Cincinnatus (Dallas McKennon): "- Ali Daniel. Ali do lado ó... Curta 3 Velhos Nerds!"


Apesar da intensa briga da Disney por conta da evidente semelhança visual entre os personagens Crockett e Boone, Fess Parker foi reconhecido mais tarde como uma das Lendas Disney. Nada mais merecido.

 


  O infame Coronel Roger Barr (George Sanders) "- Se não fosse você Sr. Boone e esses garotos intrometidos..."

Fess Parker deixou a carreira artística em 1973 depois de tentar emplacar, sem sucesso, um sitcom chamado The Fess Parker Show.
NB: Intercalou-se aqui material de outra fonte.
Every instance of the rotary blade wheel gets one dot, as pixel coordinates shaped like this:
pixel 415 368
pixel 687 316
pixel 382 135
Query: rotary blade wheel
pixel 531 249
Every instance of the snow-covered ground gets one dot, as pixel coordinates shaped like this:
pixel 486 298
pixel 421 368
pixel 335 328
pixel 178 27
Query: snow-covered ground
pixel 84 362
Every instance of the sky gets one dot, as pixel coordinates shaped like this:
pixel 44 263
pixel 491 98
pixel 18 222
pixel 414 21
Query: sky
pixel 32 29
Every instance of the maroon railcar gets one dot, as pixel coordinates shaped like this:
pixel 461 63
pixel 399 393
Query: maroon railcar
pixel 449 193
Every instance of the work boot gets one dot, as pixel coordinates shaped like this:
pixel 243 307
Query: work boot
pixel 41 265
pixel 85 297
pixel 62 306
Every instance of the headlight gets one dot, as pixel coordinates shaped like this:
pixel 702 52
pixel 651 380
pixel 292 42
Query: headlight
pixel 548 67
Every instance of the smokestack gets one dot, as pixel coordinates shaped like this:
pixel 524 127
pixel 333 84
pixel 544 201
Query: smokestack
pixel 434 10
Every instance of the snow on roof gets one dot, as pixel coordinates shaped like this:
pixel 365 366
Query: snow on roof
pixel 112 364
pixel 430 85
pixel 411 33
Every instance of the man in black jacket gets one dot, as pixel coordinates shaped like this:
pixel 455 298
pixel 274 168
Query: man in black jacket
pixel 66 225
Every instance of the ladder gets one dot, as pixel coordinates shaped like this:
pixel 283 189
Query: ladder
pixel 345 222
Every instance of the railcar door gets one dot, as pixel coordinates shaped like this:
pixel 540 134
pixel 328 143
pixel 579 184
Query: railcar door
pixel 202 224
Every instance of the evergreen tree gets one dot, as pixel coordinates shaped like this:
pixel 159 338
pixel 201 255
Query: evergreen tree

Ele se tornou um próspero homem de negócios com sua vinícola, a Fess Parker Family Winery and Vineyards, localizada em Los Olivos, California. Faleceu aos 85 anos em 18 de março de 2010 de causas naturais em sua casa na cidade de Santa Ynez, California.

 

Mingo e a família Boone: Jemima (Veronica Cartwright, Daniel, Israel (Darby Hinton),  Rebecca Boone (Patricia Blair) e Yadkin (Albert Salmi).